As stated by others, the ACR plug-in for Photoshop can read DNG files.
It can also save DNG files too (single or batch), without going into Photoshop:
Hey! How did you get this winodw to pop up? When I open up the camera raw window it doesn't give me the "save as" option in the bottom left corner. Any help would be much appreciated!
Hey! How did you get this winodw to pop up? When I open up the camera raw window it doesn't give me the "save as" option in the bottom left corner.
The Save button isn’t in the same group as the buttons at the bottom. You can save in several ways, by using:
The difference is that the Open button at the bottom sends the image to Photoshop and converts it into a Photoshop document, while the Save button/command exports a copy to storage in your choice of file format.
Photoshop only edits and saves rendered image data. At this point in time, saving to DNG or TIFF would be the same and in fact, DNG is a cousin of TIFF.
What would you gain by saving in DNG instead of TIFF from PS?
Storage space? DNG files take less space than TIFF.
So, is it correct that Lightroom Mobile doesn't export as DNG? Reason I ask is that after I imported a Canon RAW file to Lightroom Mobile on my iPad Pro, and made the edits, I exported the file as DNG to iPad's Photo app/Camera Roll. Lightroom downloaded the original RAW file instead without edits.
I'm confused, and I don't want to export as JPEG or TIFF.
Yes, Lightroom mobile can export as DNG, but you still confuse raw files and rendered files. If Lightroom mobile exports a raw file as DNG, then it will simply put the raw data in a 'DNG envelope' instead of its original envelope. It will not change the raw data by applying the edits to them. That is why you cannot compare exporting as DNG with exporting as TIFF or JPEG. TIFF and JPEG are rendered files, meaning that the pixels are changed so you see the edits. The raw data are like raw eggs (raw is not an abbreviation like TIFF, it really means raw/pure/unchanged), a TIFF is like the omelette you made from these eggs.

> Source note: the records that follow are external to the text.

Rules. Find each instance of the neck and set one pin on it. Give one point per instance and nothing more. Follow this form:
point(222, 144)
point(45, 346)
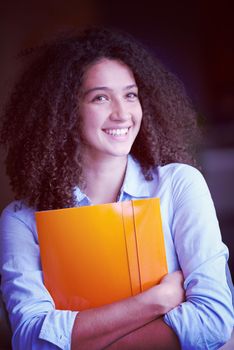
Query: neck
point(104, 178)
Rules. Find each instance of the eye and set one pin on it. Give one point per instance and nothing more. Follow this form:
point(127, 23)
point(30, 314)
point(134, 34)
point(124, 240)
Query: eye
point(100, 98)
point(132, 96)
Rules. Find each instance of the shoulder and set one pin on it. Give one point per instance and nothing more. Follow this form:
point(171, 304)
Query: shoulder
point(179, 174)
point(18, 212)
point(182, 181)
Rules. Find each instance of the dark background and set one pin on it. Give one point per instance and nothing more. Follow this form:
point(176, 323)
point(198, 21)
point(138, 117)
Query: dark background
point(194, 39)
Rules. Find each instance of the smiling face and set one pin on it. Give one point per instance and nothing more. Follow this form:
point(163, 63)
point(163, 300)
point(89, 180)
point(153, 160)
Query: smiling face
point(110, 109)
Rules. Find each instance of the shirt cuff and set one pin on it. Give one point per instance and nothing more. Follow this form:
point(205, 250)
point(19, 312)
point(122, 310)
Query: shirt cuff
point(57, 328)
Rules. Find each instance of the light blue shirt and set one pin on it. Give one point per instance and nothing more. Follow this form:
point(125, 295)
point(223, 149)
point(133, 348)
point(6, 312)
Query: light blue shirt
point(193, 244)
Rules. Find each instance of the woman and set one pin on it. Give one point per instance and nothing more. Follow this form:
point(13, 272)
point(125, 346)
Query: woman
point(96, 119)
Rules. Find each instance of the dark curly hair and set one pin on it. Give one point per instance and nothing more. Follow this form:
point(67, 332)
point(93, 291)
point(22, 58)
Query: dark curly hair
point(41, 125)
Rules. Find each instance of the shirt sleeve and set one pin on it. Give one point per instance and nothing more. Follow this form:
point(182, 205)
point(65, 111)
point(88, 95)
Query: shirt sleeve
point(205, 319)
point(35, 322)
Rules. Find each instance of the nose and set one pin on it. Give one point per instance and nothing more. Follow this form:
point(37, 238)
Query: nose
point(120, 111)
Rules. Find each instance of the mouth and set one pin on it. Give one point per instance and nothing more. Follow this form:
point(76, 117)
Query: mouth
point(117, 131)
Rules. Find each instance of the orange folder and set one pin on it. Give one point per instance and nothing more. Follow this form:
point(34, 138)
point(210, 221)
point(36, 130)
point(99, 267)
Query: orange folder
point(99, 254)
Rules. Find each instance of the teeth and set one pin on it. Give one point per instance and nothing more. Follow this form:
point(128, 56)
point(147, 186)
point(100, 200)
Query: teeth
point(117, 132)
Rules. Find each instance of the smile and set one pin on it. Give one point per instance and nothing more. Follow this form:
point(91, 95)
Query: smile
point(116, 132)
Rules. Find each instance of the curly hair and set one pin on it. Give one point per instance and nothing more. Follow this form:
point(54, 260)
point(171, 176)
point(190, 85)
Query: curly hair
point(42, 130)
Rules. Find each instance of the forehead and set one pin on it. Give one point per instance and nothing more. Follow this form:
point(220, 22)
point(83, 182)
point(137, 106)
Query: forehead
point(108, 71)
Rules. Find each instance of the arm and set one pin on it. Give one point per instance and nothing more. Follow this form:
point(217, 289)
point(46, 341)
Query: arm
point(99, 327)
point(34, 321)
point(205, 320)
point(156, 335)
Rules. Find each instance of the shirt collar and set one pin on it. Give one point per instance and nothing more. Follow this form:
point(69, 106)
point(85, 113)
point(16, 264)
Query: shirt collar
point(134, 185)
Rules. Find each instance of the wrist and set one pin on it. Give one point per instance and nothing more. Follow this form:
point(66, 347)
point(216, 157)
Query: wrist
point(153, 300)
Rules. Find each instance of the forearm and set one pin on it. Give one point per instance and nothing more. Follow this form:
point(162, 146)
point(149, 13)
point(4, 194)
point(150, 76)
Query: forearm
point(156, 335)
point(99, 327)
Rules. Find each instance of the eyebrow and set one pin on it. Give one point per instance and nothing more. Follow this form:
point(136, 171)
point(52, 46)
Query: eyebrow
point(105, 88)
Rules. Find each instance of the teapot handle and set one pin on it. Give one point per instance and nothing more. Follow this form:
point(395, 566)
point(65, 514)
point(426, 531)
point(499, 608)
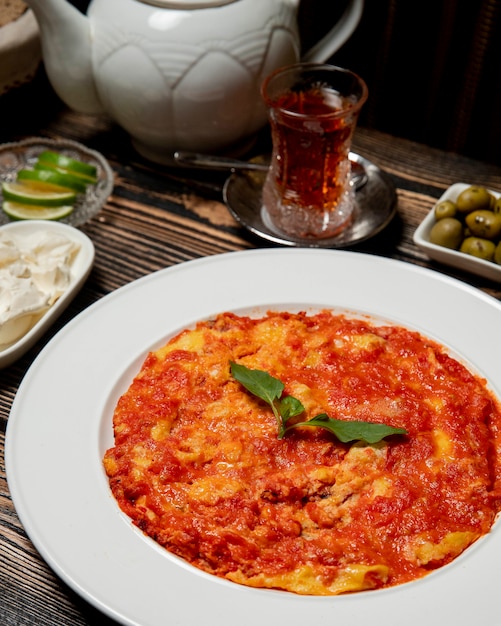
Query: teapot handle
point(337, 36)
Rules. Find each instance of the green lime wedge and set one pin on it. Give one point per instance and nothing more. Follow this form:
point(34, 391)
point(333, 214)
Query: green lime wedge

Thank you, so after I've made changes to RAW file, after importing it to Lightroom, is it best to export it out as JPEG if I want to save and archive the final picture as memory in my photo album library? Or, am I best to archive it as DNG please?
I don't know what your 'photo album library' is. If it is another app, then export as jpeg. The other app will not see edits that are only stored in metadata. If you use Lightroom as album, then you do not have to export at all.
…is it best to export it out as JPEG if I want to save and archive the final picture as memory in my photo album library? Or, am I best to archive it as DNG please?By @Kandisa4u
Many people use both, because each has different advantages, and neither can do everything.
If all you want is a final photo that you will probably never edit again, and is easy to view and send to others, JPEG is good, as long as it was exported at pixel dimensions and a Quality level that are good enough for your future purposes.
If you want to keep a full quality original that you can continue editing at any time in the future, save the DNG. But DNG is not easy to view and send to others, because a DNG file can be larger than JPEG, and not as easy for others to view and print.
Storage space? DNG files take less space than TIFF.
You can store a TIFF or JPEG in a DNG; there is no different than the original, as DNG is simply a container for this data. You can convert (and store) a raw in DNG. Totally different data and size!
DNG doesn't (always) equal raw.
There are really few if any reasons to export a TIFF or JPEG as a DNG.